The man said the shooting was “rapid fire” at first.
“Then it sounded like cannon-fire,” he added.
He asked to remain anonymous out of concern that speaking to the media could endanger him and his family.
“I still have to live here,” he said.
Roosevelt Watkins III is senior pastor of of Bethlehem Star Missionary Baptist Church, where the funeral was being held.
Watkins told ABC7 that he saw “pandemonium” outside after the gunfire started.
“People ducking under cars, running for their lives, for safety, running back inside of the church, trying to get out of harm’s way,” he said.
Witnesses told police four people in hoodies fled the scene after the shooting along with a green Toyota Camry and a blue minivan. One witness said people were “shooting from both sides of the street,” according to a police radio transmission.
Chicago drill rapper G Herbo name-dropped “Dooski Tha Man” in his 2014 song “Four Minutes of Hell Pt. 1.”

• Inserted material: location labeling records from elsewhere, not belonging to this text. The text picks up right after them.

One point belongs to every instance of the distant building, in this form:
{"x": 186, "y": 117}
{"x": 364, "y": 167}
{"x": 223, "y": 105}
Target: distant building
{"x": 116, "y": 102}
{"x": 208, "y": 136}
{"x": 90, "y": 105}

Criss was shot just before 4 p.m. Oct. 9 in the 5600 block of South Michigan Avenue, along with a woman, 20, who was struck in her left foot. Both were taken to University of Chicago Medical Center, where Criss was pronounced dead at 4:33 p.m. and the woman’s condition was stabilized, authorities said. No arrests have been made in that incident.
The woman told investigators that the shots may have come from a passing brown vehicle, police said.
Monday’s incident follows one last month when three teens were shot just a few blocks away. They were wounded near Chatham Academy High School just after 4 p.m. on Sept. 10 as they walked east on 91st Street near Langley Avenue, according to Chicago police officials.
As they walked, someone got out of a light-colored vehicle and fired at them multiple times, striking all three, police said.
Six years ago, Chicago police officers went on high alert outside gang-related funerals after a Gangster Disciples member named Sherman Miller was shot to death on the steps of St. Columbanus Catholic Church in the 300 block of East 71st. He was at church for the Nov. 26, 2012, funeral of a man who’d been murdered.
Later that year, on the orders of then-Supt. Garry McCarthy, police followed gang processions from churches to cemeteries. In at least one case, a police helicopter hovered overhead.
At the time, police officials even told reporters they believed they saved one parolee’s life by having him arrested before a gang funeral. His rivals shot him and killed his girlfriend. Police worried the rivals might try to kill him at the funeral for his girlfriend.
So police contacted state parole officials, who visited the man’s home and found a gun. The man was arrested and was unable to attend the funeral.
Although the police had increased their vigilance over gang funerals in 2012, they’ve drawn the attention of the department for decades. In 2004, for instance, a funeral motorcade for a slain Latin Kings member stopped to let someone in the procession shoot a rival gang member in the street.
The department continues to monitor gang funerals for potential violence, CPD spokesman Anthony Guglielmi said. He didn’t know if any specific alerts were sent to officers before Vantrease’s funeral.